Philip Le Roy - Le neuvième naufragé
 
 
 



Bonjour Philip Le Roy que s’est-il passé dans votre vie professionnelle depuis notre dernière interview (avril 2018) ?
Philip Le Roy - Qui veut gagner le Paradis ?       En tant qu’auteur, j’ai pris de la distance avec le monde du polar. Trop de publications, trop de textes convenus noyant dans la masse les bons romans, trop de petites mafias aussi. Cependant, en tant que juré du Grand Prix de Littérature Policière, je reste un gros lecteur du genre.
Professionnellement, j’ai donc développé deux séries de SF et écrit trois romans horrifiques, un genre que j’affectionne depuis l’enfance et qui touche un lectorat plus jeune. J’ai publié Dans la maison (Rageot, 2019) dont le succès critique et public (traductions à l’étranger, récompenses littéraires) m’a encouragé à poursuivre dans cette voie avec 1,2,3, nous irons au bois  (Rageot, 2020) et prochainement Fais de beaux rêves… Des romans qui me fournissent l’occasion d’échanger avec des collégiens et des lycéens (à partir de 14 ans quand même) sur la littérature et le cinéma d’épouvante.   
Je portais également depuis plusieurs années une somme de nouvelles. Une œuvre hors normes qui ne correspond à rien de ce qui a été publié jusqu’à présent. Difficile de proposer ça au milieu très conventionnel et marqueté de l’édition littéraire française qui est en outre réticent au genre. J’ai finalement trouvé Cosmopolis qui a accepté de publier ces nouvelles intégralement et dans de bonnes conditions.  

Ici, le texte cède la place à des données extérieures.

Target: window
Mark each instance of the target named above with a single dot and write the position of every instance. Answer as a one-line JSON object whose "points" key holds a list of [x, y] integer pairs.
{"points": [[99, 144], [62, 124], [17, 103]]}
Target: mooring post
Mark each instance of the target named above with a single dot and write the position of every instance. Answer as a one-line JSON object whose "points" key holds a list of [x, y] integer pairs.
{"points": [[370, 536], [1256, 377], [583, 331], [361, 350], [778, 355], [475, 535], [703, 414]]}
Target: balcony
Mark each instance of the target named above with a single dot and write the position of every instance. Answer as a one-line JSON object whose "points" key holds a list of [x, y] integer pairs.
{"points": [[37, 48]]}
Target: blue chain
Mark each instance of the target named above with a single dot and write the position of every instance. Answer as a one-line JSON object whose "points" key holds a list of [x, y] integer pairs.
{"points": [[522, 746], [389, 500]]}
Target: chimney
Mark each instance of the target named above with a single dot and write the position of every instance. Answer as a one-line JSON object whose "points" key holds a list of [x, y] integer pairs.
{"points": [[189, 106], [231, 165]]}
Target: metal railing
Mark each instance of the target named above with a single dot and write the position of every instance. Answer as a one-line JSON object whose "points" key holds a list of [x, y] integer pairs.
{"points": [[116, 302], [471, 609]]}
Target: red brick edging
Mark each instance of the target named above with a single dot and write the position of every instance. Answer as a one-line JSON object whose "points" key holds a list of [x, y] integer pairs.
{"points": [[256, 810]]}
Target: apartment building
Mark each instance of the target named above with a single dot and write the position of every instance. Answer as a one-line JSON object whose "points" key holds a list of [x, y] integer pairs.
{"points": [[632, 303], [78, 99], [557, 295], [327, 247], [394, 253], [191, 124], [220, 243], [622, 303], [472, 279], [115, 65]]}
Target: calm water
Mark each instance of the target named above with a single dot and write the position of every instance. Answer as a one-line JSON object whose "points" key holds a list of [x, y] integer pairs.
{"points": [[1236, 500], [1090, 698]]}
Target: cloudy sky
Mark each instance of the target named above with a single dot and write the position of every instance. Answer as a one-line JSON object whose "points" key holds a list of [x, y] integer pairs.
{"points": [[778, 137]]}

Votre nouveau roman Qui veut gagner le paradis ? (avril 2021 - éditions Cosmopolis) vient donc de sortir, pourriez-vous nous le présenter ?
     Des vies ordinaires basculent de façon dramatique là où ne s’y attend pas. Ces moments intenses, j’ai voulu les saisir sous forme de nouvelles où chaque chute est un choc. Puis je les ai assemblées comme les pièces d’un puzzle révélant peu à peu une image pré-apocalyptique de notre monde. Soit au total, 42 nouvelles noires et violentes sauf une qui donne son nom au recueil.


Comment est né ce recueil de 42 nouvelles ?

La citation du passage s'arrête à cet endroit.